Eh, let’s discuss the WiiU catastrophe in a separate post.

Still, it’s fun to speculate what would have come to pass if Sony and Nintendo had released the Play Station in 1993.

Where did two months go?

This is not a gaming related post; rather a state of the blog report after two months. I’ll be taking a short holiday so for the remainder of the week there will be no daily posts. Daily blogging has proven to be more difficult that I originally had anticipated, especially for a narrow topic such as gaming.  That said, when I return on July 6, I will be recharged enough to continue the daily post trend.

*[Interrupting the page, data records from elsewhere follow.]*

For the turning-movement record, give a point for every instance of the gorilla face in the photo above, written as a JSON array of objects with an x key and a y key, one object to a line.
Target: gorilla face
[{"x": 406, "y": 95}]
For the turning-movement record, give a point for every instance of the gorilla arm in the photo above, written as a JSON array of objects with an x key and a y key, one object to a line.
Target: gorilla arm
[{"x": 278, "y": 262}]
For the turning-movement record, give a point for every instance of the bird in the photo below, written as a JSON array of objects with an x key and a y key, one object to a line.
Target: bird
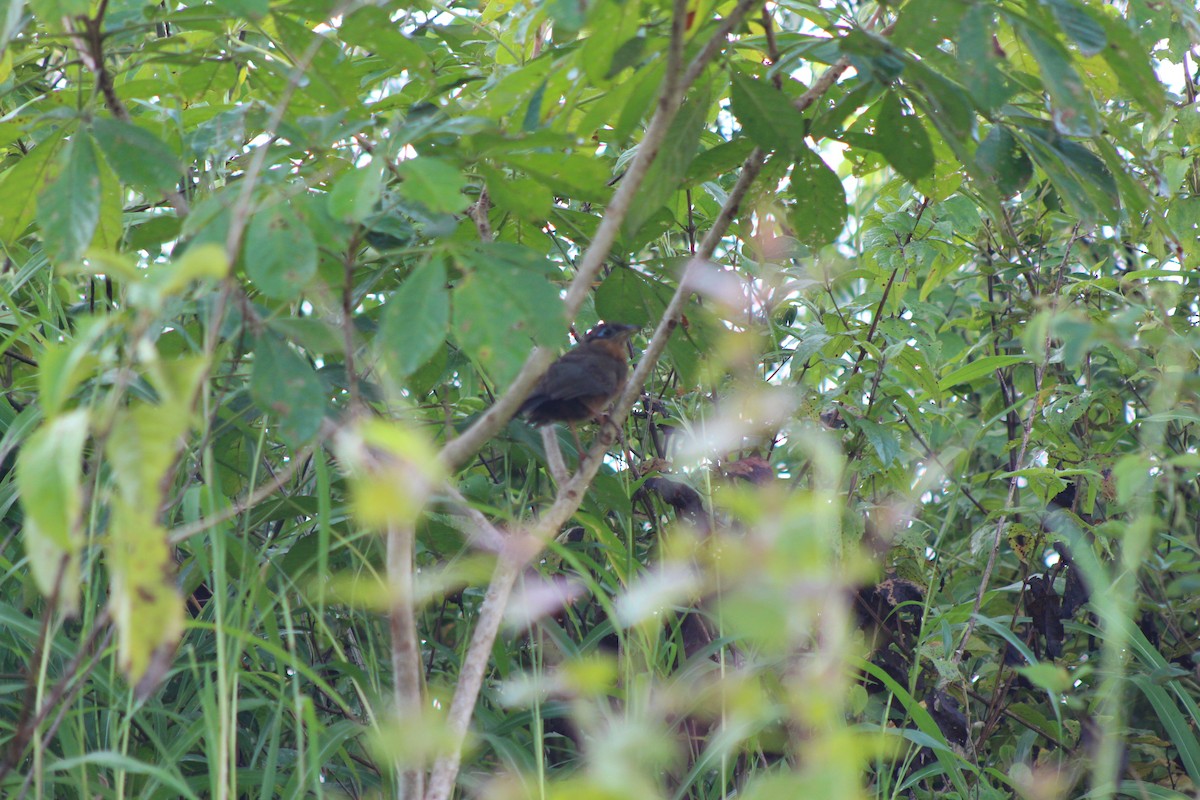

In terms of raw data, there have been about 300 unique visitors to the site since April 29, though I suspect that many of them are probably bot traffic from Referral Site spam that seems endemic these days. The most popular search terms have been “Grand Strategy” and OODA Loop, which just goes to show you how hard it is to generate relevant traffic in this sector (if you’re trying to blog about gaming, that is). People like reading the blog at 2AM EST on Sundays.  As this is a personal website I’m not too stressed out about the low traffic. In fact I’d be more worried if I had some kind of spike in traffic: my shared hosting couldn’t handle the load!

Following that line of thinking, I’ve had a few people suggest that I optimize my SEO. SEO is largely an inexact science at best. This has been my opinion on the topic since around 2006 when I was making websites both personally and professionally. To sum up SEO:  make lists, write 1500 words, use headers with keywords, hit an outbound link or two, and everything else is whatever is in fashion as guessed at by the SEO gurus. As you may have noticed I don’t actually follow many of those suggestions too often. I find them to be somewhat stifling.

Two months ultimately adds up to a very small sample size. I’ll provide a quarterly review when there is more data, but if you’re a blogger or webmaster who’s interested in the behind-the-scenes metrics, I’m happy to discuss the numbers privately. In general, the traffic is trending upward, albeit at a slow pace. Thank you to those of you who have visited so far. I hope this site has proven to be entertaining and informative.